Thalanany Mariamma M, Mugford Miranda, Hibbert Clare, Cooper Nicola J, Truesdale Ann, Robinson Steven, Tiruvoipati Ravindranath, Elbourne Diana R, Peek Giles J, Clemens Felicity, Hardy Polly, Wilson Andrew
School of Medicine, Health Policy and Practice, University of East Anglia, Norwich, NR4 7TJ, UK.
BMC Health Serv Res. 2008 Apr 30;8:94. doi: 10.1186/1472-6963-8-94.
Extracorporeal Membrane Oxygenation (ECMO) is a technology used in treatment of patients with severe but potentially reversible respiratory failure. A multi-centre randomised controlled trial (CESAR) was funded in the UK to compare care including ECMO with conventional intensive care management. The protocol and funding for the CESAR trial included plans for economic data collection and analysis. Given the high cost of treatment, ECMO is considered an expensive technology for many funding systems. However, conventional treatment for severe respiratory failure is also one of the more costly forms of care in any health system.
METHODS/DESIGN: The objectives of the economic evaluation are to compare the costs of a policy of referral for ECMO with those of conventional treatment; to assess cost-effectiveness and the cost-utility at 6 months follow-up; and to assess the cost-utility over a predicted lifetime. Resources used by patients in the trial are identified. Resource use data are collected from clinical report forms and through follow up interviews with patients. Unit costs of hospital intensive care resources are based on parallel research on cost functions in UK NHS intensive care units. Other unit costs are based on published NHS tariffs. Cost effectiveness analysis uses the outcome: survival without severe disability. Cost utility analysis is based on quality adjusted life years gained based on the Euroqol EQ-5D at 6 months. Sensitivity analysis is planned to vary assumptions about transport costs and method of costing intensive care. Uncertainty will also be expressed in analysis of individual patient data. Probabilities of cost effectiveness given different funding thresholds will be estimated.

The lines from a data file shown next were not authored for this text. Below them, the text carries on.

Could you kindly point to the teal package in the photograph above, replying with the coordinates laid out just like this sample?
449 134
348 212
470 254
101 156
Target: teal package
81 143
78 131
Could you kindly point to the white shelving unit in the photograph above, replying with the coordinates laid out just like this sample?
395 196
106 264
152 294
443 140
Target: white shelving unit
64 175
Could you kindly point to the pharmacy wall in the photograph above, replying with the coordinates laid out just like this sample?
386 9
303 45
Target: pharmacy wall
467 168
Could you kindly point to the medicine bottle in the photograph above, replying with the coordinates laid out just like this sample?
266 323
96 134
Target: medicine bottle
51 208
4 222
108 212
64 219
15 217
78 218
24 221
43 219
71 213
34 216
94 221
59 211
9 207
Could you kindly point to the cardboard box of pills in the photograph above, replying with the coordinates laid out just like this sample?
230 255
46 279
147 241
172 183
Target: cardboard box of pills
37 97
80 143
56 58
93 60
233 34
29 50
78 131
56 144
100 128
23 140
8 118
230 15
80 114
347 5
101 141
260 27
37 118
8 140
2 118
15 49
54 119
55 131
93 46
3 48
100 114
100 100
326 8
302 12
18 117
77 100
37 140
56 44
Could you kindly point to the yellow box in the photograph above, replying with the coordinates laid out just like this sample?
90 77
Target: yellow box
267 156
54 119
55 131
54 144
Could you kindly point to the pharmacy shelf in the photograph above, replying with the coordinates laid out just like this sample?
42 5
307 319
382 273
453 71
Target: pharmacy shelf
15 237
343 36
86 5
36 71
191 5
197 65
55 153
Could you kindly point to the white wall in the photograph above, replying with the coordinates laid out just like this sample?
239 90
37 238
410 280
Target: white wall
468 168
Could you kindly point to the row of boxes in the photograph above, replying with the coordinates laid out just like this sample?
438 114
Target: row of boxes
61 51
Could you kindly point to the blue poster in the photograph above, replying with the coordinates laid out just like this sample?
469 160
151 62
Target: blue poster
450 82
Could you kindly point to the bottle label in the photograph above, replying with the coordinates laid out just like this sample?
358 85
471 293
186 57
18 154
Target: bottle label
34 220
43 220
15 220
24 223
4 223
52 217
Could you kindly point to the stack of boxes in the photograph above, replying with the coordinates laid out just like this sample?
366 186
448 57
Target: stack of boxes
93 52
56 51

In our view it is important to record our methods in detail and present them before publication of the results of the trial so that a record of detail not normally found in the final trial reports can be made available in the public domain.
The CESAR trial registration number is ISRCTN47279827.
体外膜肺氧合(ECMO)是一种用于治疗严重但可能可逆的呼吸衰竭患者的技术。英国资助了一项多中心随机对照试验(CESAR),以比较包括ECMO在内的治疗与传统重症监护管理。CESAR试验的方案和资金包括经济数据收集和分析计划。鉴于治疗成本高昂,对于许多资金系统而言,ECMO被视为一项昂贵的技术。然而,严重呼吸衰竭的传统治疗也是任何卫生系统中成本较高的护理形式之一。
方法/设计:经济评估的目标是比较ECMO转诊政策与传统治疗的成本;评估6个月随访时的成本效益和成本效用;并评估预测寿命期内的成本效用。确定试验中患者使用的资源。资源使用数据从临床报告表中收集,并通过对患者的随访访谈获取。医院重症监护资源的单位成本基于对英国国民健康服务(NHS)重症监护病房成本函数的平行研究。其他单位成本基于已公布的NHS收费标准。成本效益分析使用的结果是:存活且无严重残疾。成本效用分析基于6个月时根据欧洲五维度健康量表(Euroqol EQ - 5D)获得的质量调整生命年。计划进行敏感性分析,以改变关于运输成本和重症监护成本核算方法的假设。个体患者数据分析中也将体现不确定性。将估计不同资金阈值下成本效益的概率。
我们认为,详细记录我们的方法并在试验结果发表之前公布这些方法很重要,这样可以在公共领域提供一份最终试验报告中通常不会出现的详细记录。
CESAR试验注册号为ISRCTN47279827。